ALVAS JOURNAL

時代が「インサイトセールス」に転換してきた代表的な事例とは

こんにちは、高橋です。

突然ですが、皆さんが牛乳会社の営業パーソンだとします。

牛乳全体の消費量が年々下落してきているので、何とか多くの人に飲んでもらいたいと考えています。

店舗での販売にも限界があるため、1軒1軒のお宅を訪問して牛乳を売っていくことになりました。ただし、牛乳自体は一般的な商品で、値段への裁量も多少あるとします。

訪れたお宅には男女問わず20代~50代の方が在宅しているとして、何と言ってそのお客様たちに対して牛乳をアプローチしていくでしょうか。

 

考えられるアプローチとして次のようなものがあるのではないかと思います。

・牛乳は手軽にカルシウムが取れますよ

・昔から飲まれていて健康にいいですよ

・牛乳を飲むと気分が落ち着きますよ

・お安くしておきますよ

 

皆さんも、ご自身の商材で同じようなアプローチをしていないでしょうか。

商品の性能訴求や情緒の訴求。

そして、価格の訴求。

しかし、こういったアプローチでは通用しない時代へ変わってきています。 

インサイトを捉えなければいけない

では、どのように変わってきているのでしょうか。
まずすべきは、いきなり商品を売り込むのではなく、お客様の話を聞かなければなりません。

先ほどの牛乳の売り込みの例で言えば、お客様に対して「牛乳はいかがですか」ではなく、好きな食べ物のことや食事でお困りのことなど、周辺の話を聞いていかなければなりません。

そこで、ある奥様が「パンが好き」と知った時に

「パンと牛乳って合いますよね。色々なパンに合う牛乳があるのですが、いかがでしょうか?」

とアプローチしたらどうでしょうか。

ある大学生の子が

「オシャレなクッキーにハマっている」と知った時に

「クッキーってたくさん食べると口のなかがボソボソして困りませんか?

クッキーにピッタリの牛乳があるのですが、いかがでしょうか」

とアプローチしたらどうでしょうか。

 

普通に売り込むよりも、お客様の反応も少しは変わってくるのではないかと思います。

実はこの話、米国で実際にあった事例なんです。
カリフォルニアの牛乳協会が、落ち込んでいる牛乳消費をなんとか上げたいとプロモーションを実施しました。
「牛乳は健康だ」「カルシウムが豊富だ」などと機能面を前に押し出したのですが、売り上げは変わりませんでした。

そこで着目したのが「インサイト」です。

インサイトとは、お客様が買い物をする際の

「購買意欲の核心やツボ」のことで、潜在化しているためなかなか見えにくいものです。

インサイトを発見して潜在ニーズを捉えよう

そこでカリフォルニアの牛乳協会は、消費者にヒアリングをしていったところ

「牛乳が無いと困ってしまうシーン」としてパンを食べる時やクッキーを食べる時があることを発見しました。

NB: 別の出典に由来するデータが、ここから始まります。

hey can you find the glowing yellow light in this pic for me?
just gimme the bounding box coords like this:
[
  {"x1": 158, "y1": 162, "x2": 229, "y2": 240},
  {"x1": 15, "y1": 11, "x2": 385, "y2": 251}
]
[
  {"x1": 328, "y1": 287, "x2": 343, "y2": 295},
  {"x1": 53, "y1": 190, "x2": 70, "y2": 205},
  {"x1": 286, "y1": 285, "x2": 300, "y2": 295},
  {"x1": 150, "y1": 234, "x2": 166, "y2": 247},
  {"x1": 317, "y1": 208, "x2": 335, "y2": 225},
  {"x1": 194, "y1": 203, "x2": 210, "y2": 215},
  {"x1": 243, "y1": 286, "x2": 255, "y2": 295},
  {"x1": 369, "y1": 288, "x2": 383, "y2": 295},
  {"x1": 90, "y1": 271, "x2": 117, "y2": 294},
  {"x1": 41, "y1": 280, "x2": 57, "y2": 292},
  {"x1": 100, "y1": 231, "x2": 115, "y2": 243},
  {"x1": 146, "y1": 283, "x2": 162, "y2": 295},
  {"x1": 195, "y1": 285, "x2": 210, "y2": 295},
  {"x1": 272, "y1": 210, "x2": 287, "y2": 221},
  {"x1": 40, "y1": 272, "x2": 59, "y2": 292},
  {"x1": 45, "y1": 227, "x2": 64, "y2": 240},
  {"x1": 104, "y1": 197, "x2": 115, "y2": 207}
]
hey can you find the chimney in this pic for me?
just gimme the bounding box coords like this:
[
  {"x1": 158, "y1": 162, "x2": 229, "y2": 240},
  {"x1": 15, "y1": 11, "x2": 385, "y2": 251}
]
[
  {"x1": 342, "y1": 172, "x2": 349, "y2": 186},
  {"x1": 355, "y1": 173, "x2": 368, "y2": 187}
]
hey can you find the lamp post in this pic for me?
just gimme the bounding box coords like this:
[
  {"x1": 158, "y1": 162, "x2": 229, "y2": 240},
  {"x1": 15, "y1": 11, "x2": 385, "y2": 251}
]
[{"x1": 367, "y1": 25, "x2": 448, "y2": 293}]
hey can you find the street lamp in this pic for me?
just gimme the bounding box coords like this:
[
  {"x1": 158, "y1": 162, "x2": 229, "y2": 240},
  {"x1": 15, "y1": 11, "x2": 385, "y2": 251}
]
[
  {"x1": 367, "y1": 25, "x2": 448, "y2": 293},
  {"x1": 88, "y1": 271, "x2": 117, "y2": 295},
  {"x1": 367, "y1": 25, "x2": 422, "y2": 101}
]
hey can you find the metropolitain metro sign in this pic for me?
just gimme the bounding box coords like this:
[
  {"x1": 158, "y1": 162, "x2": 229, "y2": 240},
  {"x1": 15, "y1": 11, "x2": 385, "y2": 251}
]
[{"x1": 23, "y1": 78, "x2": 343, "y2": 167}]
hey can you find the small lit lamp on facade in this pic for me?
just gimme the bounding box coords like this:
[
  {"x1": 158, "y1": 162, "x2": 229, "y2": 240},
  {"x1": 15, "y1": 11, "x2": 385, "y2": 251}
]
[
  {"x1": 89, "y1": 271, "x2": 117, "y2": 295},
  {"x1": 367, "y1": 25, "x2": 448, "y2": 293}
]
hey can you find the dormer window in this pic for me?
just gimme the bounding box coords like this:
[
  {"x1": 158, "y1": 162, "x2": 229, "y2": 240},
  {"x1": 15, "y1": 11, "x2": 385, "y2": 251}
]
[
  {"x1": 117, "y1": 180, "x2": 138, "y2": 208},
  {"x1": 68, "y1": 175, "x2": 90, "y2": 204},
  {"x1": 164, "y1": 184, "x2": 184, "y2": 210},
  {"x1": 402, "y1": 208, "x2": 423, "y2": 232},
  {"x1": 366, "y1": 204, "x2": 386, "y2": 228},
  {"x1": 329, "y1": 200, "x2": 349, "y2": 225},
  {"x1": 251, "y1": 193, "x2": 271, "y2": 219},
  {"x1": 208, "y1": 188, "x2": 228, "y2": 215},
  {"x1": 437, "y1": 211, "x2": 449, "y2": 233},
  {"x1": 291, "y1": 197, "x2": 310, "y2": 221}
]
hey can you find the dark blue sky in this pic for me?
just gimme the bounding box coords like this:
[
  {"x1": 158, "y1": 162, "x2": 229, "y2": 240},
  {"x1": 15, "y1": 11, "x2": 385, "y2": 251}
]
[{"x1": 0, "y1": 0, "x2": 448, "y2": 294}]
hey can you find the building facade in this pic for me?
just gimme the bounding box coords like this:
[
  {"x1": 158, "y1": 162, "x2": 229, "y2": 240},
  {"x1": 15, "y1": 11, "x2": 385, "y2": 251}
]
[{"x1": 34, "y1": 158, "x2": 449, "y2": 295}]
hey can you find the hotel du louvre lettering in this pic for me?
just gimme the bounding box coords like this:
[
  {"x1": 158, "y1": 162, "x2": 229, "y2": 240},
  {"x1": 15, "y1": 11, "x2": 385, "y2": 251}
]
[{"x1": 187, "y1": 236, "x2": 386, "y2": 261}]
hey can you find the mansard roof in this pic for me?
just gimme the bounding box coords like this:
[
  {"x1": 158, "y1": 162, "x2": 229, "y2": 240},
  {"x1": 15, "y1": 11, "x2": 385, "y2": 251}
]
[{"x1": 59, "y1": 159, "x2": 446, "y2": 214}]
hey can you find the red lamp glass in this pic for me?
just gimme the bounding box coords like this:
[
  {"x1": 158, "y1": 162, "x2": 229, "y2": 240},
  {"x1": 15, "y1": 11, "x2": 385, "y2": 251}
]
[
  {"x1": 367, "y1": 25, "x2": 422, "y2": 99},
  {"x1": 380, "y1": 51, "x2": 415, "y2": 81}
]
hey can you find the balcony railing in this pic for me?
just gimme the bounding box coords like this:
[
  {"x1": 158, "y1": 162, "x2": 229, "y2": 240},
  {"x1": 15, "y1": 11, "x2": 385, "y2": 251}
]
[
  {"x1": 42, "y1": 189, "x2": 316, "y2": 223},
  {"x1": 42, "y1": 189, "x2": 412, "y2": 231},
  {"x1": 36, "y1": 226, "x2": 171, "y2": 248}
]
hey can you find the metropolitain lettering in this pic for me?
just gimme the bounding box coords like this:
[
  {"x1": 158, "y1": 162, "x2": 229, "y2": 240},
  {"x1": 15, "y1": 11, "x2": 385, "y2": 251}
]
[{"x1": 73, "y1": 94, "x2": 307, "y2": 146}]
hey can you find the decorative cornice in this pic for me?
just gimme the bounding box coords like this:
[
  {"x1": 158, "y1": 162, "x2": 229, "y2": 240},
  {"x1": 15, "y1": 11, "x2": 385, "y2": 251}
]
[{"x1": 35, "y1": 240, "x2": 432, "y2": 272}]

そこで、そのようなシーンと一緒に「got milk?」(ミルクある?)というコピーを添えたポスターを街中に展開していったのです。

「牛乳を家にストックしておけばクッキーやパンを食べる時に困らない」

ということを世間に印象付けていった結果、スーパーに寄った際に牛乳を手に取る人が増えていったのです。

「こんな時に牛乳が無いとつらいんだよな」
というインサイトを捉え、このアプローチは大成功して牛乳の消費量が激増しました。

そしてこの動きは、カリフォルニア州だけでなく全米に広げられ長期間にわたって続いたのだそうです。

では、なぜ機能面のアピールではなく「インサイト」が重要になってきたのかと考えてみますと、背景として「市場の成熟」が挙げられるかと思います。

モノが溢れている現代は、単純に「モノ」として欲しいものが無くなってきています。

つまり、顕在化されたニーズというのは分かりにくいのです。

「人が欲しいと思うもの」を掘り起こさなければなりませんので、インサイトの発見が必要になってきたのです。

ですから、現代の営業パーソンがやるべきは、

「インサイトを発見するためのトレーニング」だと言えます。

専門の研修などでヒアリングスキルを培って、潜在ニーズを捉えていくような動きが重要になってくるのではないでしょうか。